The pandemic demonstrated that “teledentistry is becoming part of overall offerings to patients,” Lee said.

Teledentix has also gained traction around its records-sharing module, which allows organizations to share dental records and medical records for whole-patient care, among other software features.

Desktop Health: Targeting an Unmet Need

For Newport Beach-based Desktop Health, a newly formed 3D printing company created after its publicly traded parent company’s $300 million acquisition of Michigan-based EnvisionTec early this year, the focus on digital technologies in dentistry makes it the perfect health sector to target.

The company last month launched its first product, Flexcera Smile, which are prosthetic dentures made from resin and 3D fabrication.

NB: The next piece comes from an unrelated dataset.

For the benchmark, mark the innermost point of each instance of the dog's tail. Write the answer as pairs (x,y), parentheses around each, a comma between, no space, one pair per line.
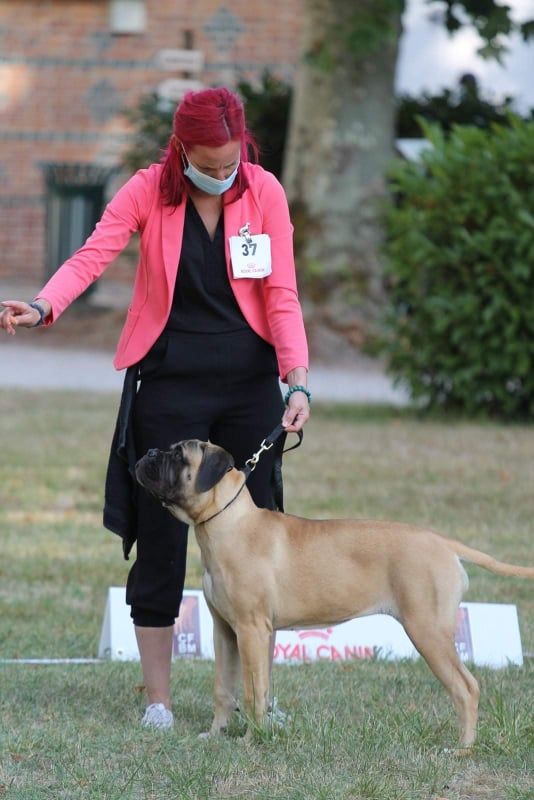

It’s a product that targets “a need that has not been met in the dental space before,” and was created with 60 dental leaders informing the whole experience, Chief Executive Michael Mazen Jafar told the Business Journal.

Jafar, who spent more than two decades with Allergan, before serving as chief marketing and commercial officer for local aesthetics competitor Evolus, said the dental sector is the best place to start as a health-focused 3D printing company because it is “ahead of traditional healthcare in terms of digitization.”

Yet, there’s plenty of room to grow. Jafar estimated that only about 25% of the digital dentistry sector has been penetrated, leaving many opportunities on the table.

Desktop Health set up its headquarters in Newport Beach earlier this year. It plans to scale to about 40 employees by year’s end.

Its Burlington, Mass.-based parent company, Desktop Metal (NYSE: DM), has about 250 employees touching its healthcare-focused divisions. The $3.3 billion-valued parent company is contributing about $100 million in research and development and additional acquisition funds that Desktop Health could deploy, Jafar said.

“We’re well capitalized to explore our ideas, and within two years we’ll have a nice portfolio of technologies. We’re looking to acquire companies in material science [or with] ingenuity around scanning or translating technologies,” he said.